If treatment with systemic fusidic acid is necessary, Pravastatin treatment should be discontinued throughout the duration of the fusidic acid treatment (also see Precautions).
Colchicine: Precaution for use: Due to the increased risk of myopathy/rhabomyolysis, clinical and biological monitoring is advised, especially when starting association between pravastatin and colchicine.
Rifampicin: In an interaction study where pravastatin was given together with rifampicin, a nearby 3-fold increase in pravastatin AUC and Cmax was observed. Therefore, caution should be exercised when combining pravastatin to rifampicin if both are given at the same time. No interaction would be expected if their dosing is made apart at least two hours.
Lenalidomide: There is an increased risk of rhabdomyolysis when statins are combined to lenalidomide. A reinforced clinical and biological monitoring is warranted notably during the first weeks of treatment.

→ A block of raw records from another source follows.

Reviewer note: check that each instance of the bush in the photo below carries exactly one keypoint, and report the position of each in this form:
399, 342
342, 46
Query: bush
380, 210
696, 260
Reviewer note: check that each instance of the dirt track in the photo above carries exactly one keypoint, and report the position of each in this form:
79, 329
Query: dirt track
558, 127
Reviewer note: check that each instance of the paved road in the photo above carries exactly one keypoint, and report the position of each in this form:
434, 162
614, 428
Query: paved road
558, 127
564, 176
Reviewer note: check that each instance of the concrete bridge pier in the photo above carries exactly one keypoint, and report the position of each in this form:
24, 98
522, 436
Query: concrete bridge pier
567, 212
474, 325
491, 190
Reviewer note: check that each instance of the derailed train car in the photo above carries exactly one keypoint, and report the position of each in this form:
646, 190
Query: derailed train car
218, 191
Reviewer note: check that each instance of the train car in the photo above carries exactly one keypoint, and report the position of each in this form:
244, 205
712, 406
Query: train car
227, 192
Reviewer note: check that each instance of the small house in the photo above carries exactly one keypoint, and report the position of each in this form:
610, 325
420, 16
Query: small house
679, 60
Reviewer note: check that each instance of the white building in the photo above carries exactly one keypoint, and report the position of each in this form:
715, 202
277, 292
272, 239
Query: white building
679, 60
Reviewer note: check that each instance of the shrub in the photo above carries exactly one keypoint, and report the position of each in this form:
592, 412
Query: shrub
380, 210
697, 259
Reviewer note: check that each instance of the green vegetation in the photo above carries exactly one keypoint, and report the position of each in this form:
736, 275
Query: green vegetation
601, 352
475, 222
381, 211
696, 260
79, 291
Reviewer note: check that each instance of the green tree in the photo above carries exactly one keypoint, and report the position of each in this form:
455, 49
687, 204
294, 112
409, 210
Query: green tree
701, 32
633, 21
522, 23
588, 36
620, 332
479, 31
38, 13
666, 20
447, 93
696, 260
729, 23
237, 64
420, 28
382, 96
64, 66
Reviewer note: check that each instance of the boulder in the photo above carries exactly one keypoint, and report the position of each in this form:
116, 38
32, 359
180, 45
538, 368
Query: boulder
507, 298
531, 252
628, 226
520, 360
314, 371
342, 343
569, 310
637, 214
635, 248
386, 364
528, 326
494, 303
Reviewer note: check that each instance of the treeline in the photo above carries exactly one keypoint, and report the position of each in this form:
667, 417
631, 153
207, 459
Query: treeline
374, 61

Other products: In interaction studies, no statistically significant differences in bioavailability were observed when pravastatin was administered with acetylsalicylic acid, antacids (when given one hour prior to pravastatin), nicotinic acid or probucol.
Incompatibilities: Not applicable.
Store below 30°C.
Shelf-Life: 20 mg Tablets: 36 months.
40 mg Tablets: 36 months.
C10AA03 - pravastatin ; Belongs to the class of HMG CoA reductase inhibitors. Used in the treatment of hyperlipidemia.
Tab 20 mg (yellow, oblong, biconvex, scored tablets imprint '20' on one side) x 3 x 10's. 40 mg (yellow, oblong, biconvex, scored tablets) x 3 x 10's.